En el Tribunal Federal, Anaudi - quien permanece bajo reclusión domiciliaria- se declaró culpable en febrero pasado por 14 cargos relacionados con varios esquemas de fraude a programas federales por soborno, conspiración para privar a Puerto Rico de los servicios honestos de funcionarios por medio de fraude electrónico y extorsión a cambio de un acuerdo de sentencia.

Asimismo, reveló la existencia de un esquema para burlar el límite de donativos permitidos por ley en las campañas políticas. 'La Pirámide', según Anaudi, fue creada por Irving Faccio, director de campaña del gobernador. Bajo esta 'Piramide', integrada por Ismael Torres, Alex Medina, Jaime Babilonia y otras dos personas que Anaudi dijo no recordar, sus integrantes tenían que buscar personas que donaran fondos a García Padilla.

Este era un “grupo selecto y pequeño” para recaudar fondos - entre $700,000 y $800,000- para la campaña del Primer Ejecutivo. Según el analista Luis Dávila Colón, esto es "un nido de ratas" que cubre desde la Fortaleza hasta los rincones más infimos de la legislatura.

Una de las declaraciones más controversiales tocó la puerta del PPD nuevamente cuando una nota en la bitácora de contribuciones de Anaudi denotó el gasto de $440 en una prostituta para el hermano del gobernador, "Gerry" García Padilla.

"Gerry" García Padilla no puede expresarse al respecto por tratarse de un caso federal, pero el Gobernador salió en en su defensa tras la escandalosa revelación.

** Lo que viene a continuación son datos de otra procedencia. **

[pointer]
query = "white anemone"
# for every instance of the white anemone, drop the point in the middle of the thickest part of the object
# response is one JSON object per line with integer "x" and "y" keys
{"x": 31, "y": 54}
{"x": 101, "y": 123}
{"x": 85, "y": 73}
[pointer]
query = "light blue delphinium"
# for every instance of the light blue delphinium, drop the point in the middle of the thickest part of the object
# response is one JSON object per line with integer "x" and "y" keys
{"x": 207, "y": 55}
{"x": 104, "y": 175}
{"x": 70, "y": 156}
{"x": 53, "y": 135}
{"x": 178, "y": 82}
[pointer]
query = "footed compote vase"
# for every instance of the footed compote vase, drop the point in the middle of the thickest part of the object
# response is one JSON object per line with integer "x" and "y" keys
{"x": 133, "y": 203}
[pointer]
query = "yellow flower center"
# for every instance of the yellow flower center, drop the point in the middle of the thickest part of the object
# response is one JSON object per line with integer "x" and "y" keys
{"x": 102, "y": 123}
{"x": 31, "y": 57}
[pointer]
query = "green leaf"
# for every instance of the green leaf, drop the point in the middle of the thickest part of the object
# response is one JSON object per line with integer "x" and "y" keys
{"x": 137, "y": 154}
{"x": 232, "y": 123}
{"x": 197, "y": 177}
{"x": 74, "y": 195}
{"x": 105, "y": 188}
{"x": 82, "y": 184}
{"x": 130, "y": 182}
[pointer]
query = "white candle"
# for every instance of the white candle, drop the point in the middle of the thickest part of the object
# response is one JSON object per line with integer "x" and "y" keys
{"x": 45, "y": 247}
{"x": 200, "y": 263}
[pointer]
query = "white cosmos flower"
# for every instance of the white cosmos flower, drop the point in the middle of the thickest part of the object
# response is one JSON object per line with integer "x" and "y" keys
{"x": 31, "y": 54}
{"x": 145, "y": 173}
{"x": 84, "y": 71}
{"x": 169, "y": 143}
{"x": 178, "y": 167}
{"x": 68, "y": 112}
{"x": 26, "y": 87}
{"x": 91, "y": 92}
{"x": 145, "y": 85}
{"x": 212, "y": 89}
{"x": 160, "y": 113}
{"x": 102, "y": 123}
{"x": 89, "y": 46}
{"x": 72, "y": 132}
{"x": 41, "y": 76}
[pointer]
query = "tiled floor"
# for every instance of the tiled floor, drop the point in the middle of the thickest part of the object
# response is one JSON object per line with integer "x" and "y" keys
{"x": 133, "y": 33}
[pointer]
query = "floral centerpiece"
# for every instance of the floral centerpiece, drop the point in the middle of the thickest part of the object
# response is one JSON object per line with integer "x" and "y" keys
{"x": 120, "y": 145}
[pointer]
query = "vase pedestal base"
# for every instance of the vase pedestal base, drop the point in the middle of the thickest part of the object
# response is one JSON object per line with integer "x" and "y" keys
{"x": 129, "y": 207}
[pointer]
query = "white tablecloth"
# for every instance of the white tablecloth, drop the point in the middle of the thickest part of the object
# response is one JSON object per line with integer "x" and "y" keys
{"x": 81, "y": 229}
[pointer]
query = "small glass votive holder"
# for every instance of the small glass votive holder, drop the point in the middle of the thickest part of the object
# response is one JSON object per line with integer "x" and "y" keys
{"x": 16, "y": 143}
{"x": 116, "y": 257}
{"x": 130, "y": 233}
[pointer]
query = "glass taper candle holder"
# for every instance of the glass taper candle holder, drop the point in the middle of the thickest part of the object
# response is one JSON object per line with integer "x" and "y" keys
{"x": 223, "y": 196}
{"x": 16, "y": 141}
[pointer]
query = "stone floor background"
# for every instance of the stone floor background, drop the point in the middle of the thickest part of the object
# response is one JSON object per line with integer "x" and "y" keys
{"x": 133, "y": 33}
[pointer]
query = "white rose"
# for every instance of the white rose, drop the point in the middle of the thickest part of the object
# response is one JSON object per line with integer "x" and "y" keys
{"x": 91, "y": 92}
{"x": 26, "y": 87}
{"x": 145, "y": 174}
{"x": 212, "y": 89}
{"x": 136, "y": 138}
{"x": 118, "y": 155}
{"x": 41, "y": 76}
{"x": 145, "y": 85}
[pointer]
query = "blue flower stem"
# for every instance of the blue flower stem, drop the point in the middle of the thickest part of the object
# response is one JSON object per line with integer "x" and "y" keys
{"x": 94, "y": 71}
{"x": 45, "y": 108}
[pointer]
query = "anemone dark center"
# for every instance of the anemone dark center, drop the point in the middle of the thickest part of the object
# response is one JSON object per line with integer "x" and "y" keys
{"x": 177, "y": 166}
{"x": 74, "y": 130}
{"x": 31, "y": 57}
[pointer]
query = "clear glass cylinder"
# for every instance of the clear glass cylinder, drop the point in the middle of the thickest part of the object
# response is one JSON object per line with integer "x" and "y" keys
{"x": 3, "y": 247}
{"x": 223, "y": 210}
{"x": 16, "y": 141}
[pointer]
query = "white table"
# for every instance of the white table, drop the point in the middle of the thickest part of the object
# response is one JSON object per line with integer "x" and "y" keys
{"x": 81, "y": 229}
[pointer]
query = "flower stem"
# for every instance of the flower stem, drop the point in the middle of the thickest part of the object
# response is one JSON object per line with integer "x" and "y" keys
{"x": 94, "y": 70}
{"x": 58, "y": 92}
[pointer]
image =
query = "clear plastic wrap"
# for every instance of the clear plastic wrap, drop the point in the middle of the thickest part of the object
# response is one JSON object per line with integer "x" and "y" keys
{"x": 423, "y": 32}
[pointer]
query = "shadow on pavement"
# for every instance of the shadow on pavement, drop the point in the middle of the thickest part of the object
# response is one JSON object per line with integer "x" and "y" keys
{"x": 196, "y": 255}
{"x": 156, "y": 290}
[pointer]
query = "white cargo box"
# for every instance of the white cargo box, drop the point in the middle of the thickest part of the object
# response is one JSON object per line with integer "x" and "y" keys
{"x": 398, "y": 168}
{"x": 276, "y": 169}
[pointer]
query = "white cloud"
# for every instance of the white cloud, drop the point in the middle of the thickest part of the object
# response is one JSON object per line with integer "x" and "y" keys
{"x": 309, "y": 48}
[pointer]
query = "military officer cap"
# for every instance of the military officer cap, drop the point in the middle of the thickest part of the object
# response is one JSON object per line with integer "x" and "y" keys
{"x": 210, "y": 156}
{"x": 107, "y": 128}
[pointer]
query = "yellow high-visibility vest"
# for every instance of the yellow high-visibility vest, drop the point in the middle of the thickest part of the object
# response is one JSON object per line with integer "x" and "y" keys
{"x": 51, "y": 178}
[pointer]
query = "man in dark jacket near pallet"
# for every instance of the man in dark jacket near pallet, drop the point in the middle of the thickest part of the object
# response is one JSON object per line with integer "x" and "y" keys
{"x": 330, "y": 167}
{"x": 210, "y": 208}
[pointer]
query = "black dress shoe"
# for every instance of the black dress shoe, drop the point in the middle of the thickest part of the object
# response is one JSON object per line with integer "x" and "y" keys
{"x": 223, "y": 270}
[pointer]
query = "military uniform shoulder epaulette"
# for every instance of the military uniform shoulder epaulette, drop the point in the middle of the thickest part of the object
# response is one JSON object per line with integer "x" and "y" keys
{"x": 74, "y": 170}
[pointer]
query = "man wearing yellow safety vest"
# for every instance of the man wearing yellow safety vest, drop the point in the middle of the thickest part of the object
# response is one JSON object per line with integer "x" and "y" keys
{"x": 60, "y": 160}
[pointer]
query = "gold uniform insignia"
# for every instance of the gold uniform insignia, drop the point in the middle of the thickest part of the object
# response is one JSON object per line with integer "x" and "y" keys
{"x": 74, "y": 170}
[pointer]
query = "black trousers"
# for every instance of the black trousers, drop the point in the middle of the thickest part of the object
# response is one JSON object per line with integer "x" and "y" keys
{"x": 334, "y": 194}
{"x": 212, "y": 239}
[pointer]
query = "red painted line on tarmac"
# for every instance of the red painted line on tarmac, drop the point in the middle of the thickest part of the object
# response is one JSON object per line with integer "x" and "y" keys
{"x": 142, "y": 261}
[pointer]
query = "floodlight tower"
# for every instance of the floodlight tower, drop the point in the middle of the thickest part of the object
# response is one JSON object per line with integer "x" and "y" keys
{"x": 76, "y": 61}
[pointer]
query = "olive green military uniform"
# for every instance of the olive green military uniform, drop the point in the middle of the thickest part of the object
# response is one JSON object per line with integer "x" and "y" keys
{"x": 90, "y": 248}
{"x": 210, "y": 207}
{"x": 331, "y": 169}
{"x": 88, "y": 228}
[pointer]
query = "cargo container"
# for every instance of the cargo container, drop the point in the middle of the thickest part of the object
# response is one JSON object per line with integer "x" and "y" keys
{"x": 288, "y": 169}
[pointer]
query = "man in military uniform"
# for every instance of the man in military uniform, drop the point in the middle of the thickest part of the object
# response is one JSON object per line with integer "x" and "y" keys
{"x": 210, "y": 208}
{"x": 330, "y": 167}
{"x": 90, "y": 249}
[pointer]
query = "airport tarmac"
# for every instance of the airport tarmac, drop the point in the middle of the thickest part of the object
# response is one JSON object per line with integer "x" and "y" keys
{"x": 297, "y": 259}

Mi hermano no es acusado ni objeto de la investigación en el caso que se ha estado discutiendo públicamente. Por el contrario, es testigo de la fiscalía federal y por ello está impedido hoy de defenderse públicamente, ya que en este momento está bajo una orden de la corte a esos efectos”, expresó el Gobernador.

Otros que han sido mencionados en las declaraciones de Anaudi han sido Jesús Manuel Ortiz, el secretario de Asuntos Públicos de La Fortaleza y candidato a representante por acumulación; Jorge Suárez Cáceres, senador que también se benefició de recaudos por parte de Anaudi y quien cabildeó en nombre del empresario para atornillar los nombramientos de Sally López y Sonia Barreto (exdirectora de compras de la AAA ya declarada culpable).

Asimismo, Eder Ortiz Ortiz exsenador y excomisionado electoral del PPD, se convirtió en socio de Anaudi y asumió la codirección de varias empresas que llegaron a obtener contratos con agencias gubernamentales como la ADL y la AAA. Ortiz renunció a la Junta de Gobierno de su partido luego de haber sido suspendido sumariamente por el presidente del partido y candidato a la Gobernación por el partido rojo, David Bernier.

García Padilla no aspirará a un segundo término en La Fortaleza, según dijo, para dedicarse de lleno a atender la crisis económica.

El juicio por corrupción gubernamental continúa y cada día son más los testimonios que involucran a personas prominentes de la isla en el esquema.